那日的秩序,维持在余幼嘉愿意‘吃亏’的基石之上。
流民们能有钱买炊饼填饱肚子的时候,尚且能当个人。
但没有钱,且肚子饿到极致,而面前又正好有令人垂涎欲滴的食物时.......
一切,只会轰然碎裂。
若他是那炊饼摊位的摊主,第一日只会想办法收摊走人,不必管人死活,哪里会像那摊主一般,后几日还留在那里......
余幼嘉却不置可否:
“他确实不聪明,但也不傻,只要维持住了做人的底线,在我眼里,都不算是傻。我原先便宜卖给他果酱作馅料的时候,就曾问过他,带馅料的炊饼要涨多少钱......”
余幼嘉一顿,方才继续说道:
“他当时挠着头,说‘既然小娘子愿意少赚一些,那我也少赚一些,不涨价’......”

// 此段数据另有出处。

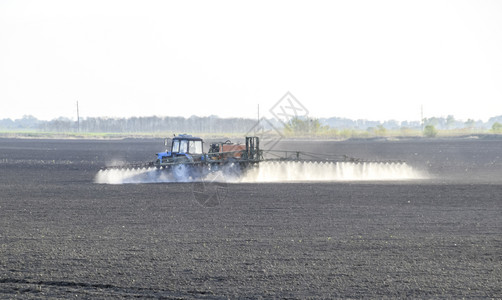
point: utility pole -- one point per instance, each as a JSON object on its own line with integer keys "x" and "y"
{"x": 78, "y": 119}
{"x": 422, "y": 116}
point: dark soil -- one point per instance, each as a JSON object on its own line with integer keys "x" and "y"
{"x": 62, "y": 236}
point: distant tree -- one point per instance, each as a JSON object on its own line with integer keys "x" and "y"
{"x": 470, "y": 123}
{"x": 381, "y": 130}
{"x": 497, "y": 127}
{"x": 430, "y": 131}
{"x": 450, "y": 121}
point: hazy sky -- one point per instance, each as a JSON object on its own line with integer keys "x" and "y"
{"x": 374, "y": 60}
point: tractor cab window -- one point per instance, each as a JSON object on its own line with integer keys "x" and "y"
{"x": 195, "y": 147}
{"x": 176, "y": 146}
{"x": 183, "y": 146}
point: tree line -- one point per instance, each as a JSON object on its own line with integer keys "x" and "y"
{"x": 215, "y": 124}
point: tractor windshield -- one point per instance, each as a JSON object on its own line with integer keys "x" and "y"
{"x": 195, "y": 147}
{"x": 183, "y": 146}
{"x": 176, "y": 146}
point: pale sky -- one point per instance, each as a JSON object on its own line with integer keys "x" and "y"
{"x": 375, "y": 60}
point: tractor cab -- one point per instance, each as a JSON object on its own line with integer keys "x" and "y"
{"x": 183, "y": 145}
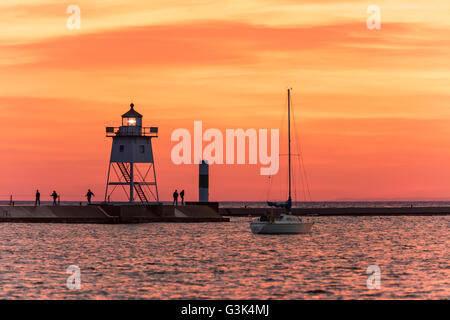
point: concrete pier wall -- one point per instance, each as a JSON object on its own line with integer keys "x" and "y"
{"x": 109, "y": 214}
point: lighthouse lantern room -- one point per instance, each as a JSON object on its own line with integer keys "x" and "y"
{"x": 132, "y": 165}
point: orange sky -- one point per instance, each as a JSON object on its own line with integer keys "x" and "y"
{"x": 372, "y": 107}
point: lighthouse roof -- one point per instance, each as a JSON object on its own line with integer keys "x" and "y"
{"x": 132, "y": 113}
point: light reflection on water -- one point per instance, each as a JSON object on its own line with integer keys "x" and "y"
{"x": 226, "y": 261}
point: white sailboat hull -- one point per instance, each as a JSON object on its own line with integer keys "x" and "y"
{"x": 265, "y": 227}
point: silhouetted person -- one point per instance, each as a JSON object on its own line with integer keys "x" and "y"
{"x": 54, "y": 195}
{"x": 182, "y": 197}
{"x": 37, "y": 202}
{"x": 89, "y": 195}
{"x": 175, "y": 197}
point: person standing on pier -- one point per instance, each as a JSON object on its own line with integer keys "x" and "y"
{"x": 89, "y": 195}
{"x": 175, "y": 198}
{"x": 54, "y": 195}
{"x": 182, "y": 197}
{"x": 37, "y": 202}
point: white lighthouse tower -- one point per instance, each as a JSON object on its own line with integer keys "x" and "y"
{"x": 132, "y": 162}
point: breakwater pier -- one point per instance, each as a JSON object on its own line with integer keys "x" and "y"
{"x": 111, "y": 213}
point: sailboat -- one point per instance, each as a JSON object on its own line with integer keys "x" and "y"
{"x": 284, "y": 223}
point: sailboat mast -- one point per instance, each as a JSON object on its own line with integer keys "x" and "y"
{"x": 289, "y": 135}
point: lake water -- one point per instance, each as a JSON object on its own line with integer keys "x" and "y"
{"x": 227, "y": 261}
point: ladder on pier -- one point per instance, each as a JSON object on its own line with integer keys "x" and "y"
{"x": 137, "y": 187}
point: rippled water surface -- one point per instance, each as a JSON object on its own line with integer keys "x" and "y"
{"x": 226, "y": 261}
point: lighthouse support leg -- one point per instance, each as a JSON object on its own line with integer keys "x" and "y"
{"x": 107, "y": 181}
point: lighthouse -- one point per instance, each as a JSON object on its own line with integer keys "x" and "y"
{"x": 131, "y": 165}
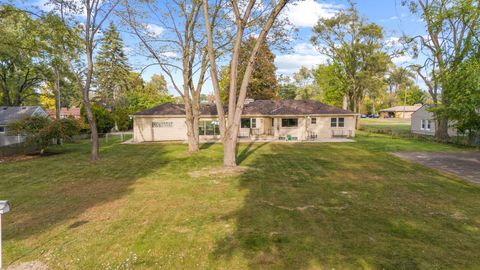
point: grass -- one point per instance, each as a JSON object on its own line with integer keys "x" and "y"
{"x": 295, "y": 206}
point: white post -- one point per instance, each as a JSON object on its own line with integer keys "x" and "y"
{"x": 0, "y": 241}
{"x": 4, "y": 208}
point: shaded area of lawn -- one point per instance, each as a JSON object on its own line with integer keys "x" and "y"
{"x": 348, "y": 207}
{"x": 298, "y": 206}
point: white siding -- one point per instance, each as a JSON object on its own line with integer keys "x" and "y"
{"x": 173, "y": 129}
{"x": 425, "y": 115}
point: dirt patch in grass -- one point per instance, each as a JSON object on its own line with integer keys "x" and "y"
{"x": 33, "y": 265}
{"x": 16, "y": 158}
{"x": 219, "y": 172}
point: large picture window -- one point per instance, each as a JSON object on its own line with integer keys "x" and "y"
{"x": 289, "y": 122}
{"x": 208, "y": 128}
{"x": 337, "y": 122}
{"x": 333, "y": 122}
{"x": 245, "y": 123}
{"x": 426, "y": 124}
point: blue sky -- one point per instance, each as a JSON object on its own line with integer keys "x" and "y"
{"x": 395, "y": 18}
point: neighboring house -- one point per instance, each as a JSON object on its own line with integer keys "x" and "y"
{"x": 9, "y": 114}
{"x": 297, "y": 120}
{"x": 399, "y": 111}
{"x": 423, "y": 122}
{"x": 66, "y": 113}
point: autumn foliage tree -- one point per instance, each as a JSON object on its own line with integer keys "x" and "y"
{"x": 245, "y": 15}
{"x": 263, "y": 84}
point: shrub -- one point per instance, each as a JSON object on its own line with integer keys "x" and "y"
{"x": 40, "y": 132}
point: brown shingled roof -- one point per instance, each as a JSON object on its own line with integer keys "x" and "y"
{"x": 257, "y": 107}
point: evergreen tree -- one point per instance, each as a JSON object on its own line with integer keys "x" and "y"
{"x": 112, "y": 68}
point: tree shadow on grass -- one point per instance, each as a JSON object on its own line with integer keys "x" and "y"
{"x": 325, "y": 207}
{"x": 48, "y": 191}
{"x": 249, "y": 150}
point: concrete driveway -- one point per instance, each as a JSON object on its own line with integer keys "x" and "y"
{"x": 463, "y": 164}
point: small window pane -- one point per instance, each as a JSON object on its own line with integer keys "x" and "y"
{"x": 209, "y": 128}
{"x": 201, "y": 128}
{"x": 289, "y": 122}
{"x": 333, "y": 122}
{"x": 245, "y": 123}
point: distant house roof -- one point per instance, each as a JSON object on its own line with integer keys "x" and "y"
{"x": 9, "y": 114}
{"x": 66, "y": 112}
{"x": 257, "y": 107}
{"x": 403, "y": 108}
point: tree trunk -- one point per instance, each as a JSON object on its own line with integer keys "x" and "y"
{"x": 58, "y": 106}
{"x": 93, "y": 129}
{"x": 189, "y": 121}
{"x": 230, "y": 152}
{"x": 441, "y": 131}
{"x": 345, "y": 102}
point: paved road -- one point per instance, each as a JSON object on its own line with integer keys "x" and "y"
{"x": 463, "y": 164}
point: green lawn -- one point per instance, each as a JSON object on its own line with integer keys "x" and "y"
{"x": 298, "y": 206}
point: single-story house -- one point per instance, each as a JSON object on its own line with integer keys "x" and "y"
{"x": 66, "y": 113}
{"x": 399, "y": 111}
{"x": 9, "y": 114}
{"x": 423, "y": 122}
{"x": 296, "y": 120}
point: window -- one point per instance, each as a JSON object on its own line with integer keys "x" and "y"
{"x": 208, "y": 128}
{"x": 245, "y": 123}
{"x": 337, "y": 122}
{"x": 289, "y": 122}
{"x": 333, "y": 122}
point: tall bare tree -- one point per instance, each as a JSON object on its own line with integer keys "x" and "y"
{"x": 452, "y": 32}
{"x": 244, "y": 17}
{"x": 94, "y": 14}
{"x": 180, "y": 47}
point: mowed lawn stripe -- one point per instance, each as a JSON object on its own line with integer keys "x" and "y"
{"x": 295, "y": 206}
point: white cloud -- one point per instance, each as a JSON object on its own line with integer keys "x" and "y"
{"x": 44, "y": 5}
{"x": 402, "y": 60}
{"x": 304, "y": 55}
{"x": 306, "y": 13}
{"x": 154, "y": 29}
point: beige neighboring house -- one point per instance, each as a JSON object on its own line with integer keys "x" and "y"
{"x": 295, "y": 120}
{"x": 9, "y": 114}
{"x": 399, "y": 111}
{"x": 423, "y": 122}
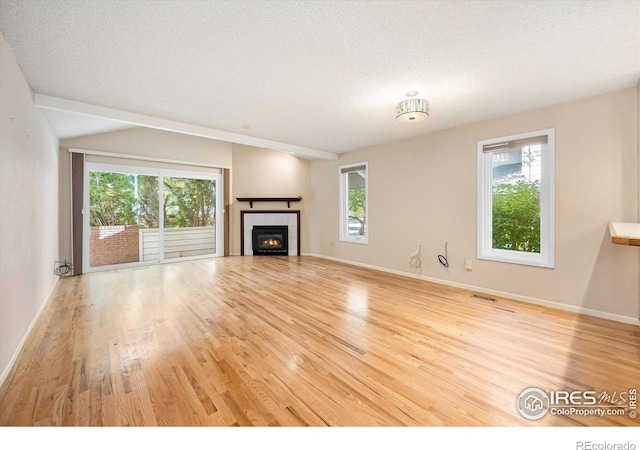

“这天底下就缺这样的人,说他没意识到危机也好,说他没有同我一起降价当缩头乌龟也罢,但绝对不能说他傻,毕竟,人有功有过,功大于过,那别人就评判不了什么。”
周利贞沉吟几息,伸出手摸索,叹道:
“表妹——”
表妹当真是,当真是......
若他早认识她,若他没有刻意忽视她这么多年.......
若,若他真的是周利贞......
余幼嘉伸手捉住面前那只欲走还留的白皙手腕,捏在掌心,也唤道:
“表哥——”
她全以为自己的话被听了进去,看着面前眼带目遮,宛如被缚住半阙将坠月色的表哥,一时间也有些感慨:
“所以,量力而行就好。”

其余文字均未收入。